The Men. Man-of-the-Year Churchill does not stand alone. Neither does Runner-up Hitler. Beside and behind Hitler stand the German armed forces, the superbly destructive machine fashioned by Goring, Brauchitsch, Raeder and hundreds of others. Beside and behind Churchill stands a very small man multiplied a millionfold. He is just an Englishman. He was born in the country, or in one of the big cities of the Midlands, or in a grey house in a London suburb. The hands that reared him were hard. His food was tepid or cold: butter and bread, jam and strong black tea, mutton and what was left over of the Sunday joint. His boyhood was tough. At school he was caned. He grew to know history in a simple way; he grew to love his King as he loved the mist in the park on a summer's morning, the hedges and the downs and the beaches.
But he never spoke of these things.
When the war came he did not like it.
For a moment he knew fear, then he lit his pipe and poured himself a whiskey.
When the blackout came he groused.
Churchill took over: the right man for the job. Then came Dunkirk: a bloody shame.

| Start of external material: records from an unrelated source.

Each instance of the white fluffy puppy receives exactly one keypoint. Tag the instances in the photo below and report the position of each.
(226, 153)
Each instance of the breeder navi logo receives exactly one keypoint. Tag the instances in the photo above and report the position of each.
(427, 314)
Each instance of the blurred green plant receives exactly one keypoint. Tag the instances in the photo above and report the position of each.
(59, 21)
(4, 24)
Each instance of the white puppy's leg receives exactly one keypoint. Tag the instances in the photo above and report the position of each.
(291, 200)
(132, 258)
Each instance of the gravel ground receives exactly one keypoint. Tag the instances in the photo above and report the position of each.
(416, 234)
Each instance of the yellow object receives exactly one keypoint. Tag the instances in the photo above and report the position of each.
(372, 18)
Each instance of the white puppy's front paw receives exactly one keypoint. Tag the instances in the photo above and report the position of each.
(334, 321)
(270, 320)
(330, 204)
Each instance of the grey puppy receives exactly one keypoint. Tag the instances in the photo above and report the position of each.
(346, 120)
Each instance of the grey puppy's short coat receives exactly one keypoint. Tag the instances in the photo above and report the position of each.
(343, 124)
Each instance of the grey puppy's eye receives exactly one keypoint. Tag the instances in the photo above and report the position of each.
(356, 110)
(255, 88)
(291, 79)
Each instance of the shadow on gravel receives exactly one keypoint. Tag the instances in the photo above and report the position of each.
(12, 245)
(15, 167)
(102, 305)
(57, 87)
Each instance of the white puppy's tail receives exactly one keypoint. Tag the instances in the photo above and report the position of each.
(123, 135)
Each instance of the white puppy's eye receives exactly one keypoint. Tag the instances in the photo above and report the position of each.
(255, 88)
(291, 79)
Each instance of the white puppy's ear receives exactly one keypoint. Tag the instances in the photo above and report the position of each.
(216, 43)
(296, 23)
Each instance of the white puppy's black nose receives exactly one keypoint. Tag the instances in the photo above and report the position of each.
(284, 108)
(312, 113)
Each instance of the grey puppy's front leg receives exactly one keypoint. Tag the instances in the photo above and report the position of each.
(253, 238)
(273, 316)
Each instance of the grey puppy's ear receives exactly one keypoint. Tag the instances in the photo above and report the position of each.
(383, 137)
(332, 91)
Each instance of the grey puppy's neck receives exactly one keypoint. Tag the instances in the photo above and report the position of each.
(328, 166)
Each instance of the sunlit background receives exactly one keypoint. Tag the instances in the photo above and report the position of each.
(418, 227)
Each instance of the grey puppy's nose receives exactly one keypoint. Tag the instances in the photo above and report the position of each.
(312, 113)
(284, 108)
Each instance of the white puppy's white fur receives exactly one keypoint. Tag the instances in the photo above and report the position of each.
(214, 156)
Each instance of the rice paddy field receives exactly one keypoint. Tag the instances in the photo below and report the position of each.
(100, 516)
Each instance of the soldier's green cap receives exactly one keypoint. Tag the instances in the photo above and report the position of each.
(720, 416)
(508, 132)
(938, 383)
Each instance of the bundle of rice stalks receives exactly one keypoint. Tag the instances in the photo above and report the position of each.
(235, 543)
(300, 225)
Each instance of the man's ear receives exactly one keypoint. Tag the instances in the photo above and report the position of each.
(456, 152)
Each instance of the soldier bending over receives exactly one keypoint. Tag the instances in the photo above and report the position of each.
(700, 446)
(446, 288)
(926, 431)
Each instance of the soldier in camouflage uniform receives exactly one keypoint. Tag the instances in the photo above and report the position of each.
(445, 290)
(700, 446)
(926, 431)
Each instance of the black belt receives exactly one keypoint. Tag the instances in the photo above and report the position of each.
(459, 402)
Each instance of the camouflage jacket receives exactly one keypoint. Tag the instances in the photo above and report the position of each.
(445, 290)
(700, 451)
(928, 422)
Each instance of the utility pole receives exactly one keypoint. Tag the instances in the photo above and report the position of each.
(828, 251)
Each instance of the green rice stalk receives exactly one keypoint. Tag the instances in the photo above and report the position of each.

Then the stuff fell: St. Paul's, the club, women and children, London afire. He got mad, but he did not show it. There was too much to do: business to carry on, children to be sent to the country, people to be dug out of shelters, sleep to be got somehow. A bloody nuisance.
On his behavior hung the shape of the future. His civilized toughness, his balanced courage and his simple pride altered the course of history in 1940. Without him there could have been no Churchill.